Nelly was something that couldn’t be gained by good addition.

She couldn’t be forced into line by creative accounting.

We couldn’t buy her with Cooper’s fortune.

We couldn’t barter for her heart, like we used to on very tough months when the bank was dry and the livestock needed essentials.

The sound the door whining open softly broke through my footsteps. I froze, unwilling to believe that the light, hesitant footsteps which followed were hers.

Her scent reached me before she spoke, that subtle flower shop sweetness that had been driving me crazy since she arrived.

"Can't sleep either?" Nelly's voice ribboned out into the darkness, punctuating the night with a new constellation of stars. Each syllable glittered above me, making the sky more beautiful simply because now she stood beneath it with me.

My heart skipped, then raced to catch up. "Numbers keep me up sometimes."

That was a lie. It wasn’t the numbers. It would never be the numbers again now that she was here.

She came into view beside me, but she kept a few inches of space between us. Her hair was loose, falling in waves past her shoulders. The cool glow of night robbed the fire from the strands, turning them almost platinum.

"Numbers?" she asked.

"Ranch accounts." I gestured vaguely toward the house. "Someone has to keep track of what we spend on hay versus what we make on beef. Honestly, it’s not as important as it used to be. We’ve got money to burn."

She moved back out of view, and I thought I might die. I turned, finding her sitting on one of the rocking chairs now. She pulled her knees up to her chest, wrapping her arms around them. The oversized flannel shirt she wore slipped off one shoulder. "I've never had a head for numbers," she admitted. "My mind doesn't work that way."

"How does it work?" The question slipped out before I could consider whether it was too personal. I moved to sit in the rocker next to her, feeling impossibly tense, like I was standing at a cliff’s edge waiting for a savage push.
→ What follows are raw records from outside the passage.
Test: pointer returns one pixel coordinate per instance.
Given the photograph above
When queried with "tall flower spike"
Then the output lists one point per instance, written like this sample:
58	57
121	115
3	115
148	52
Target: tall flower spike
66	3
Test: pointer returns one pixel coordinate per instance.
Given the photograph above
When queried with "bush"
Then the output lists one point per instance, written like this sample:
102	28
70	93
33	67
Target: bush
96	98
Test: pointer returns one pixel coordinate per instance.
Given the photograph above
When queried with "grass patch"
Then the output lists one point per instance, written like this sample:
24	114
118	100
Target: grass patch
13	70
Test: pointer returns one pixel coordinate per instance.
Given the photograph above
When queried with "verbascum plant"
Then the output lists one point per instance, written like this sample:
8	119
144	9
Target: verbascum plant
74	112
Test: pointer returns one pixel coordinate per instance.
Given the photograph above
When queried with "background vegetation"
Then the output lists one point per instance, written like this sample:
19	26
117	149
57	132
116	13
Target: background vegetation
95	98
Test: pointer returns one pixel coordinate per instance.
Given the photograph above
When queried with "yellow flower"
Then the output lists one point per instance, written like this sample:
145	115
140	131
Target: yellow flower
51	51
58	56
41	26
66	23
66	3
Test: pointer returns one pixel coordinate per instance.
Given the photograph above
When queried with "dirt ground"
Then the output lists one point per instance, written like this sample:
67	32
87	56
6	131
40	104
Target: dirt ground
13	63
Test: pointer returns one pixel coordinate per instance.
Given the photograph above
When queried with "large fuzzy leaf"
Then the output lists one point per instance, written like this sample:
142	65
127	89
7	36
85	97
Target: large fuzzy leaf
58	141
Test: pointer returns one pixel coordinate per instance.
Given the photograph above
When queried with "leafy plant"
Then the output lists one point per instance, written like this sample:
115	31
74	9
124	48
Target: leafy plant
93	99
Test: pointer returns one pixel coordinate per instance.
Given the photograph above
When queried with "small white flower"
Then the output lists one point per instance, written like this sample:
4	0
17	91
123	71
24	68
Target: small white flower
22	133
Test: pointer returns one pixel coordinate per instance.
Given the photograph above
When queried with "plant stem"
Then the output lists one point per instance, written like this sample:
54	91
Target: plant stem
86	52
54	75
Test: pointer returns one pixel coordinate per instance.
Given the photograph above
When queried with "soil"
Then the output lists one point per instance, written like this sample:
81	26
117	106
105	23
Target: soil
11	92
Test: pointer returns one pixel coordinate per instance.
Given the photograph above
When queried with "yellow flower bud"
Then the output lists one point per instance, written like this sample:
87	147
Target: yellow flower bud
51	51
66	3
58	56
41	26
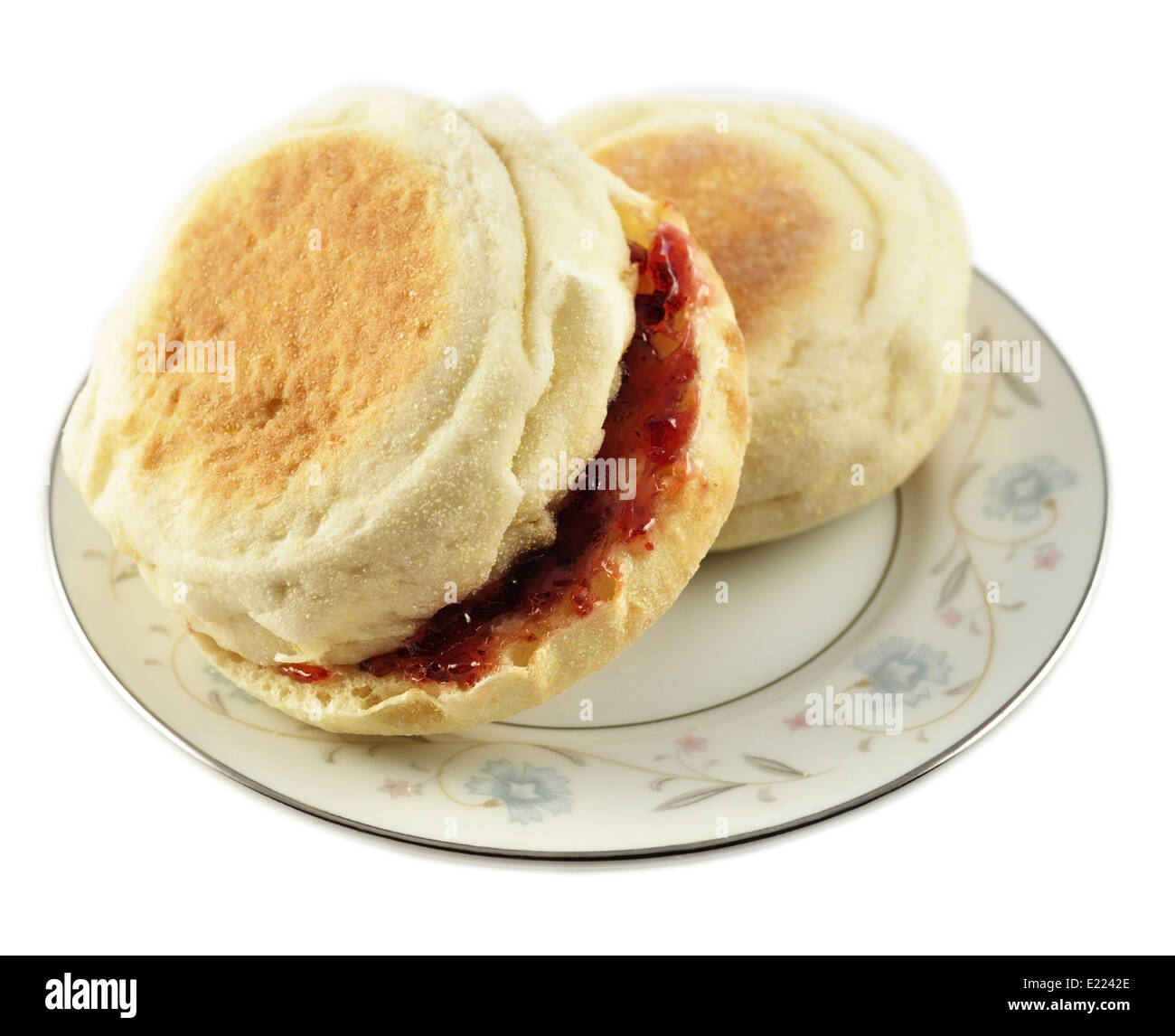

Nelly didn't seem to mind answering. "Through movement. When I need to solve a problem, I dance it out. Or I used to." A shadow passed across her face. "Now I just pace a lot… and get angry."

The casual reference to her lost career landed like a stone in still water, ripples of implications spreading outward. How much had she lost before she even came here? I thought of what she'd told us about her injury, about Imperial Ballet rejecting her comeback attempt. About turning to stripping to pay bills when her dream collapsed. She’d given us small morsels of insight, injected into casual conversations. The resilience required to survive that—to keep moving forward when everything you'd built your identity around was stripped away—staggered me.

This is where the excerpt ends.